Sources : Senego, SeneNews, Dakaractu


Ce qui se dit

Sur la question du retour de Sonko à l'Assemblée nationale, les lignes éditoriales révèlent une tension entre deux registres d'analyse. RFI et France 24 privilégient une lecture factuelle et juridique, exposant les positions contradictoires des constitutionnalistes sans trancher. Dakaractu offre un traitement relativement symétrique, donnant tribune tant à Me Bathily , favorable à la réintégration , qu'à Sira Ndiaye, qui l'exclut. SeneNews insiste davantage sur la dimension de « bataille constitutionnelle » et sur les réactions de l'opposition. SenePlus, à travers plusieurs tribunes signées, situe le débat dans un cadre plus large de souveraineté institutionnelle et de dérives potentielles du régime partisan. Leral concentre les déclarations de figures de l'opposition et de la société civile politique. Aucune rédaction ne prend position sur le fond juridique, mais le choix des intervenants cités et l'ordonnancement des arguments diffèrent sensiblement d'un titre à l'autre, signalant des appréciations implicites sur la légitimité du processus en cours.


À surveiller

  • Nomination du nouveau Premier ministre : les consultations présidentielles sont engagées mais aucun nom n'a filtré à l'heure de cette revue. Le profil retenu sera déterminant pour la lecture de l'après-Sonko et pour les équilibres internes à Pastef.

  • Épidémie d'Ebola en RDC : avec plus de 900 cas suspects et 220 décès, la situation à Bunia se dégrade. L'incendie d'un centre de traitement à Rwampara et la désinformation active autour de l'épidémie constituent deux facteurs de fragilisation de la riposte sanitaire à suivre de près pour la sous-région.

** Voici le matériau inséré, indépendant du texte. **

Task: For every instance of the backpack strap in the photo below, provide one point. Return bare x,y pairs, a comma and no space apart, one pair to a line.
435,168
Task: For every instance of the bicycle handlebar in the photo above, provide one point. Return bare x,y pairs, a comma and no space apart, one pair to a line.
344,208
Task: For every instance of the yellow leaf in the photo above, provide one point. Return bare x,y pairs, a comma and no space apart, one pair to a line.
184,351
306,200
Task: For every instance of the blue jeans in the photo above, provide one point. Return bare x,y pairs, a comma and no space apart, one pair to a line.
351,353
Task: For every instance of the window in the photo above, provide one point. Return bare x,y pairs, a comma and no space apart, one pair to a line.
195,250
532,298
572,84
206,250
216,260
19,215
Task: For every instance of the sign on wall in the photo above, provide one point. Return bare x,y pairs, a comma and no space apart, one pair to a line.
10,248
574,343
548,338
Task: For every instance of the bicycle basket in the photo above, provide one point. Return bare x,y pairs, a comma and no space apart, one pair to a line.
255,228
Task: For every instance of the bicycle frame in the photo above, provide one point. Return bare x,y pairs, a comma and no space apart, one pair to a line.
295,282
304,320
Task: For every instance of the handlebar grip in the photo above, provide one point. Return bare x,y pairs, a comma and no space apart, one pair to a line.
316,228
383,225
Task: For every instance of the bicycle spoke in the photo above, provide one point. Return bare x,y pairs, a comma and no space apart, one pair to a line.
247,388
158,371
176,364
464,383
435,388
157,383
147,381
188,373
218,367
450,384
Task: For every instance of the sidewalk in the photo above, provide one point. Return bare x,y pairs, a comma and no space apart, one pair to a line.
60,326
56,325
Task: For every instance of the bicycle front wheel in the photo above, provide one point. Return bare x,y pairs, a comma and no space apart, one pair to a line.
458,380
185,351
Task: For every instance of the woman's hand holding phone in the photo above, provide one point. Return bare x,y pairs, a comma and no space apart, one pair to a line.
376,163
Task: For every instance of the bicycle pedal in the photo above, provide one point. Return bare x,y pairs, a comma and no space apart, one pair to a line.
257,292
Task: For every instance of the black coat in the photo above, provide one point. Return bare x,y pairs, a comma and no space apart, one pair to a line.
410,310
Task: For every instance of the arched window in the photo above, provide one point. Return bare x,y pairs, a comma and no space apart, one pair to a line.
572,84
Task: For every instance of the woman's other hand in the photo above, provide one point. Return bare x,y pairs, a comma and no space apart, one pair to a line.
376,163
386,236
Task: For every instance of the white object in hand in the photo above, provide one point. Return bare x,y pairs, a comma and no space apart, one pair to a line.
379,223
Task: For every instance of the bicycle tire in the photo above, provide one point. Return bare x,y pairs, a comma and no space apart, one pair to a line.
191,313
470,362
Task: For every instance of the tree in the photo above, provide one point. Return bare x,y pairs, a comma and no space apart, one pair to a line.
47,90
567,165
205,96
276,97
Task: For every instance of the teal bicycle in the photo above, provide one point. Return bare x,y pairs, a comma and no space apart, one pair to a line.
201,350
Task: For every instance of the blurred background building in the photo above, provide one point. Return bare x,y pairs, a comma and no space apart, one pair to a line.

  • Procès Habré, dix ans après : à l'occasion du dixième anniversaire de la condamnation de Hissène Habré par les Chambres africaines extraordinaires, plusieurs analyses soulignent la portée du modèle sénégalais pour d'autres mécanismes de justice transitionnelle en Afrique , un signal de soft power judiciaire discret mais persistant.